Checks at the time revealed that Santander had already launched an investigation in response to similar reports, as SC Magazine reported in early November.

A trojan was being sent to private email addresses that, according to complaints and reports, should only have been known by institutions including Santander Bank, the UK Government Gateway and NatWest's FastPay service. The attacks were first detected by Belgian security firm MX Lab.

A substantial sample of the offending emails contain reference to a supposed "Direct Debiting Seminar Invite" and a trojan in an attached ZIP file, as explained in a blog post by MX Labs here.

Attacks against unique email addresses registered with Santander have continued into December, with another Reg reader reporting the problem a few days ago. It's unclear whether or not this is the second wave of the same attack.

Reg reader “Andrew” told us: "It appears that Santander may have had a data-breach: the customised unique email address I gave exclusively to them is now being used to send me junk email, trojans."

According to a thread on UK financial advice website Money Saving Expert, Andrew and Paul are far from the only one to run against this problem. There's been a steady stream of reports on the issue since mid-November.

There's no suggestion that any of the bank's more sensitive systems are leaking, but those who submitted posts to the MSE thread are worried about the junk mail they're receiving after email addresses supplied to the bank somehow leaked out.

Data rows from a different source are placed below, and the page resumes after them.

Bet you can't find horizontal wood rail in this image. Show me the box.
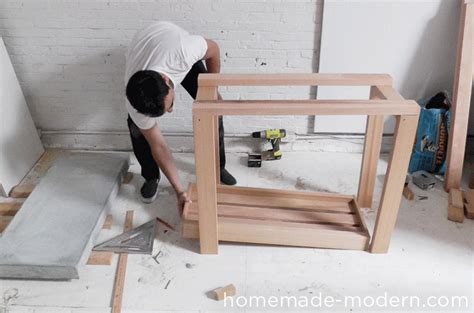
[193,100,420,116]
[198,73,393,87]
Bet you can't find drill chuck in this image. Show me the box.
[252,129,286,139]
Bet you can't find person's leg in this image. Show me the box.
[181,61,226,169]
[127,116,160,203]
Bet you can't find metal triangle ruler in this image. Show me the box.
[92,220,156,254]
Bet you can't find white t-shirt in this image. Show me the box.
[125,22,207,129]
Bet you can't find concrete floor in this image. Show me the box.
[0,152,474,313]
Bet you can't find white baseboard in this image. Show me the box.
[41,131,404,153]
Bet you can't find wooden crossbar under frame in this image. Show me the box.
[183,74,419,254]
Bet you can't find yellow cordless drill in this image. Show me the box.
[247,129,286,167]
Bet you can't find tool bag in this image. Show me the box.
[408,91,451,175]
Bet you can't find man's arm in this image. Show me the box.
[203,39,221,73]
[140,125,189,210]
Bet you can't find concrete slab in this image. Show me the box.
[0,153,129,280]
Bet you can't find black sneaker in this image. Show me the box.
[140,179,158,203]
[221,168,237,186]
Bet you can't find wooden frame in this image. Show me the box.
[444,0,474,191]
[182,74,420,254]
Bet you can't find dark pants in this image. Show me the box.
[127,61,225,180]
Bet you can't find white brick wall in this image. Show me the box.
[0,0,323,141]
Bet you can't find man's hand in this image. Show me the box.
[176,191,192,215]
[203,39,221,73]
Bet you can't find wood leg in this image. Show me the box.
[357,87,384,208]
[214,116,221,185]
[444,4,473,191]
[370,116,418,253]
[193,114,218,254]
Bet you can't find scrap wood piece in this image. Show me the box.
[87,215,114,265]
[463,190,474,219]
[0,201,23,216]
[112,211,133,313]
[122,172,133,184]
[10,184,35,198]
[156,216,175,230]
[448,188,464,223]
[469,163,474,189]
[211,284,236,301]
[87,251,114,265]
[403,185,415,201]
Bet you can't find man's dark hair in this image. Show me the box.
[126,70,170,117]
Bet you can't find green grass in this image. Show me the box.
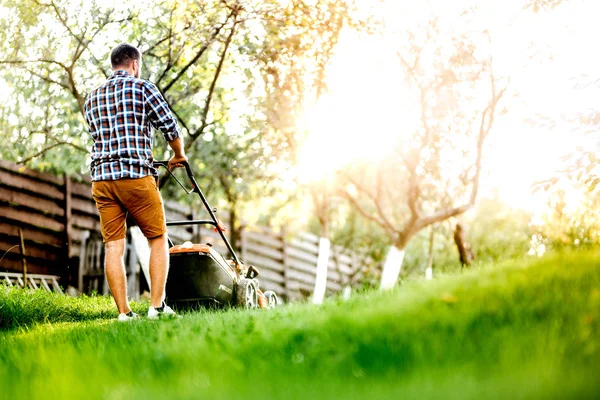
[0,253,600,400]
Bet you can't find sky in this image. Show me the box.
[300,0,600,210]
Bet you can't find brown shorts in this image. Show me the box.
[92,176,167,242]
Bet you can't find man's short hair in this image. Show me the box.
[110,43,142,68]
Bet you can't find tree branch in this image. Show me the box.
[18,141,88,165]
[189,15,237,145]
[162,12,233,93]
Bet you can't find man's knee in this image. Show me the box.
[105,239,125,253]
[148,233,167,246]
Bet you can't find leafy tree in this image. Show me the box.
[342,18,506,288]
[0,0,366,244]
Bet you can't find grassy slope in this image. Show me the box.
[0,253,600,400]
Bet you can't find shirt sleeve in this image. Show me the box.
[144,82,181,142]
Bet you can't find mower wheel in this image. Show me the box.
[264,290,281,308]
[236,278,258,308]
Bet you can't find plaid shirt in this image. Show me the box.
[84,70,180,181]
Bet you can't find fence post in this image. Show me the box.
[19,228,28,288]
[61,174,73,287]
[280,228,291,302]
[312,237,330,304]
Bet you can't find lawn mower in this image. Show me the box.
[154,161,279,309]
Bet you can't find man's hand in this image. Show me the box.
[169,154,187,170]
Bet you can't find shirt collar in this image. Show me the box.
[110,69,133,79]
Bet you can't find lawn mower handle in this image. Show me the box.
[152,160,194,181]
[153,160,242,265]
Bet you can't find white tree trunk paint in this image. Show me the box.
[312,238,331,304]
[130,226,150,288]
[425,267,433,281]
[379,246,405,290]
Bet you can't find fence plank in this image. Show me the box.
[71,182,94,202]
[71,196,98,217]
[288,238,319,256]
[0,204,64,232]
[0,235,62,261]
[72,215,100,231]
[0,220,63,245]
[257,266,283,285]
[0,170,65,200]
[0,160,63,186]
[246,243,283,263]
[287,247,318,267]
[0,186,65,217]
[244,231,283,250]
[244,254,283,272]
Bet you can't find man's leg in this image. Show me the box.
[148,233,169,308]
[104,239,131,314]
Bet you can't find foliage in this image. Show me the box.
[341,13,506,253]
[0,253,600,399]
[0,0,362,224]
[532,183,600,252]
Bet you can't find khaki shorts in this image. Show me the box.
[92,176,167,242]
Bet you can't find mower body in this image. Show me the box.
[166,243,239,308]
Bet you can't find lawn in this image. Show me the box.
[0,252,600,400]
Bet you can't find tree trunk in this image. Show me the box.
[379,245,405,290]
[229,204,241,253]
[454,224,475,267]
[425,225,435,280]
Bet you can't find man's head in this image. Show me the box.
[110,43,142,78]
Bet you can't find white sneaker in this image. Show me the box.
[118,311,140,322]
[148,301,181,319]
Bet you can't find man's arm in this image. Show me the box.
[143,81,181,142]
[145,82,187,169]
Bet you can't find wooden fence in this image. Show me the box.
[0,161,362,300]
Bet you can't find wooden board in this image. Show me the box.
[0,221,64,247]
[0,203,65,232]
[0,170,65,200]
[0,160,63,185]
[0,186,65,217]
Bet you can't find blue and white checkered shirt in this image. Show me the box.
[84,70,181,181]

In a statement, Santander told El Reg that it's continuing to investigate a possible data breach involving email addresses supplied to them:

Our investigation is ongoing. If, when it is completed, a breech [sic] has occurred we will follow the correct procedure in reporting this to the relevant authorities.

These kind of problems crop up regularly and are far from limited to Santander. It's a familiar story: someone receives a malicious email address in a unique email address box only used to register an account with one entity (typically a bank). They cry foul and tell us the bank must have had its email database breached. This is a regular theme of items in Vulture Central's mailbag.